The world’s largest online retailer, Amazon, introduced its ‘Prime Now’ service back in December, 2014, although it was initially restricted to only New York City. Eventually, the company rolled out the service to 20 more cities in the U.S. and also internationally, to London, England. Amazon charges an $8 fee for one-hour deliveries in the U.S. although two-hour deliveries are free for Amazon Prime members, who pay $99 per year. Prime Now gained popularity fairly quickly ever since its launch, although currently, it can only be accessed via a smartphone app, and not through the retailer’s main website.

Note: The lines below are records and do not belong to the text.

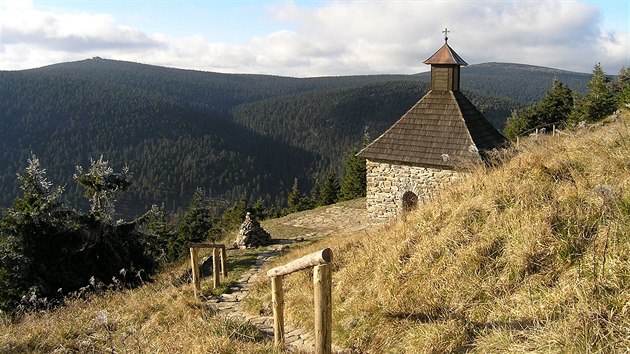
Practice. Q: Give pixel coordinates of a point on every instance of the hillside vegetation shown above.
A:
(181, 129)
(532, 255)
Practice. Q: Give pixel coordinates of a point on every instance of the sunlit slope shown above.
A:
(530, 255)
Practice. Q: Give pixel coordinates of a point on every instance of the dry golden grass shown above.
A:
(162, 316)
(530, 256)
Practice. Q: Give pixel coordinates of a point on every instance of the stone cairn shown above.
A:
(251, 234)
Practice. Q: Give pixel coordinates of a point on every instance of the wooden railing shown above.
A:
(322, 284)
(218, 255)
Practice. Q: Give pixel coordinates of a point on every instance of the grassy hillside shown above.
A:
(530, 256)
(182, 129)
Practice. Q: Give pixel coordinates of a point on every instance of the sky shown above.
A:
(315, 38)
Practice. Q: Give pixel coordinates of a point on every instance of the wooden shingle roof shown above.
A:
(442, 130)
(446, 55)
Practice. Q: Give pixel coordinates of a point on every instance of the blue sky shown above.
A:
(315, 38)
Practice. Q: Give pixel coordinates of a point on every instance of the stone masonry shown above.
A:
(388, 182)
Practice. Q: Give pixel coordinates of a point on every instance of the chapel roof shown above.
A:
(445, 55)
(442, 130)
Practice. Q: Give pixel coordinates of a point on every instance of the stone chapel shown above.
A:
(437, 140)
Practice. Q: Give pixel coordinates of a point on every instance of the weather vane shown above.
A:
(446, 31)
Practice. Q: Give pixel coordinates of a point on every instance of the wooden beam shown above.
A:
(194, 266)
(322, 284)
(316, 258)
(224, 262)
(277, 302)
(216, 272)
(205, 245)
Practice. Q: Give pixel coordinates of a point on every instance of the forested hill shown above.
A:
(234, 135)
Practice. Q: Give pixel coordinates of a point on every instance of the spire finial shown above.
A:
(446, 31)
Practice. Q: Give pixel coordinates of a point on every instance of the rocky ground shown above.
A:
(312, 224)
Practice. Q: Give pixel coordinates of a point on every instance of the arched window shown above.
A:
(410, 202)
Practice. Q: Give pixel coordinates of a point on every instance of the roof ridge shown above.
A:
(446, 55)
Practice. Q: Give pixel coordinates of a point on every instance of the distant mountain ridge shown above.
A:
(235, 135)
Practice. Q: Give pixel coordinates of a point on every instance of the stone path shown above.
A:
(317, 224)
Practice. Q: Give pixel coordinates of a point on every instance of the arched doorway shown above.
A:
(410, 202)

However, that’s about to change soon if a recent report from Bloomberg News is anything to go by.
According to the report published on Saturday, the Seattle, Washington-based internet giant has plans to integrate the service into its website by next month. Once the plan is put into practice, membership to Amazon's Prime Now fast delivery facility is expected to grow exponentially, as it will make the service available to a larger audience who’re still not sold on the idea of shopping via mobile devices, which typically come with screens that are a fraction the size of regular desktop or even laptop computers. It is, however, worth noting that shopping on mobile devices is already fairly huge in the US, with research firm, EMarketer, reportedly claiming that the number is expected to hit $96.2 billion this year alone. Even then, about three times as much is believed to be spend by those doing their shopping via traditional computers, which of course, is to be expected.
Meanwhile, the report also claims that Amazon is approaching its brand partners to buy advertising space on its website as part of its "Launch Hero Package" that would cost around $500,000 to be placed front and center on the specially-created webpages that Amazon plans on setting up for purpose of the Prime Now rollout. The strategy can be compared to that of physical supermarket chains charging brands a premium for more visibility within their stores. Amazon is playing its cards close to its chest and the company’s official spokesperson refused to comment on the issue when contacted by the media.